The most significant realignment in Northern Ireland Unionism for 40 years may unfold in the aftermath of the general election as members of the Ulster Unionist Party come to terms with the fact that the “great blue hope” – their pact with the Tories – has been a dismal failure and lies in tatters.
May 6 saw the Protestant electorate heap humiliation on the heads of the three leaders of the fragmented Unionist family. Peter Robinson, First Minister and leader of the Democratic Unionist Party, was dumped out of his East Belfast seat. UUP leader Reg Empey failed to seize back the party’s number one target seat. Hardliner Jim Allister was trounced by Ian Paisley junior and his Traditional Unionist Voice descended into electoral meltdown across the north of Ireland.
One senior UUP activist admitted: “The party is now on its knees. We need to get back to basics. The pact with the Tories has been an unmitigated disaster.”
Empey would seem to be finished as an influential Ulster Unionist. He needed to capture at least three of the north’s 18 seats to prove his political marriage with the Tories was a vote winner. However, for the first time since the Ulster Unionist Council – the UUP’s governing body – was formed in 1905, the party has come out of a Westminster general election having failed to win a single seat. This humiliation was compounded by the fact that Sylvia Hermon, who quit the UUP in protest at the link-up with the Tories to stand as an independent, retained her seat with an increased majority.
Empey’s successor is likely to be either the centre-right Danny Kennedy, who is currently the party’s deputy leader, or the more liberal Basil McCrea. Both are high-profile members of the Northern Ireland Assembly.
By contrast with the UUP and TUV, the defeat of the DUP’s leader did not signal electoral disaster for the party elsewhere. It held on to eight of its nine seats, albeit with slightly reduced majorities.
With TUV leader Allister failing to prevent the continuation of a 40-year Paisley dynasty in North Antrim, it is now clear the vast majority of grassroots Unionists want Stormont to work and the Tories to clear off.
Robinson pledged to continue as First Minister, but his long-term political future must be in serious doubt. The favourite to succeed him as DUP leader is Fermanagh-based executive minister Arlene Foster. The other strong contender is North Belfast MP and fellow Stormont minister Nigel Dodds. Paisley junior has an outside chance and at the very least will be in the inner circle of future DUP decision-making
As far as some of them are concerned, the priority for Unionists ought to be to achieve political unity by establishing a single pro-Union party which might then be able to mobilise the apathetic Protestant vote, now estimated to be well over the 100,000 mark.

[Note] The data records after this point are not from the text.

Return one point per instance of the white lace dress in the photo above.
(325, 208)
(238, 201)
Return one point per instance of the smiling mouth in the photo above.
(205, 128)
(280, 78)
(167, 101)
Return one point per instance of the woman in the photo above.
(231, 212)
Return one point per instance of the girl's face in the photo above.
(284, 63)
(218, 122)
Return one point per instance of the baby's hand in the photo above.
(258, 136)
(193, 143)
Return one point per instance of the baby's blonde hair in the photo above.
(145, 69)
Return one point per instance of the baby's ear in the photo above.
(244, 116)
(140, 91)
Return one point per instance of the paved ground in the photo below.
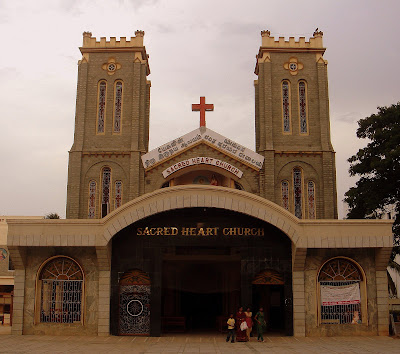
(194, 344)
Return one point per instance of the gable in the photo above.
(206, 136)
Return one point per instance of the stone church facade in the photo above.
(176, 238)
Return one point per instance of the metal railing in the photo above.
(61, 301)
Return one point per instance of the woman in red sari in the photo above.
(240, 318)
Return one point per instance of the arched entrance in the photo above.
(201, 262)
(269, 293)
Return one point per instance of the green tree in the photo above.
(378, 165)
(52, 216)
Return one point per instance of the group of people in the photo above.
(242, 324)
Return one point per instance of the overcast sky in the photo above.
(196, 48)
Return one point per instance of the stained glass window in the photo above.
(285, 194)
(311, 199)
(297, 184)
(101, 110)
(118, 107)
(92, 200)
(303, 107)
(105, 195)
(61, 291)
(118, 194)
(340, 295)
(286, 106)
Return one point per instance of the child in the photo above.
(231, 328)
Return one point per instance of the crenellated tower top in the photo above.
(134, 44)
(269, 45)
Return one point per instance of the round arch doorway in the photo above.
(202, 262)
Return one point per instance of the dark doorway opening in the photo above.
(201, 310)
(199, 295)
(272, 299)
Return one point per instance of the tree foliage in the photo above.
(378, 165)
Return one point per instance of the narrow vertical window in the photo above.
(303, 107)
(101, 108)
(285, 194)
(118, 194)
(286, 106)
(297, 190)
(105, 195)
(311, 199)
(92, 200)
(118, 107)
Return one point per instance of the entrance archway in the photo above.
(269, 293)
(201, 262)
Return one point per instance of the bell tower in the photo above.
(293, 128)
(111, 126)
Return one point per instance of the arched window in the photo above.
(118, 194)
(286, 106)
(101, 107)
(92, 200)
(297, 190)
(285, 194)
(117, 106)
(61, 287)
(105, 191)
(340, 293)
(311, 199)
(303, 109)
(238, 186)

Unionist disunity saw South Belfast remain in SDLP hands. Apathy among Unionists meant Sinn Fein’s Stormont farming minister Michelle Gildernew held Fermanagh & South Tyrone by just four votes after a series of recounts.
With the UUP failing to win any Westminster seats, some of its members are becoming more vocal in advocating a merger with the DUP to produce the Democratic United Unionist Party. But first the UUP will have to purge itself of the Toryism which blighted it in recent months.
The pro-David Cameron clique in the UUP tried to re-brand the party as a pluralist, secular and liberal one, arguing this would catapult UUP representatives into a Cameron government.
But this pluralist plot ignored the Ulster Bible belt and the legions of church-going Protestants. Many Christian Unionists either stayed at home on polling day or voted for the DUP. If current divisions and voter apathy are not addressed as a matter of urgency, Unionism will lose more ground to the centre or to the nationalists.
Tactical voting saw the SDLP and Sinn Fein retain their combined total of eight seats. If something similar happens at the 2011 Assembly elections, Sinn Fein could emerge as the largest party and lay justifiable claim to the post of First Minister.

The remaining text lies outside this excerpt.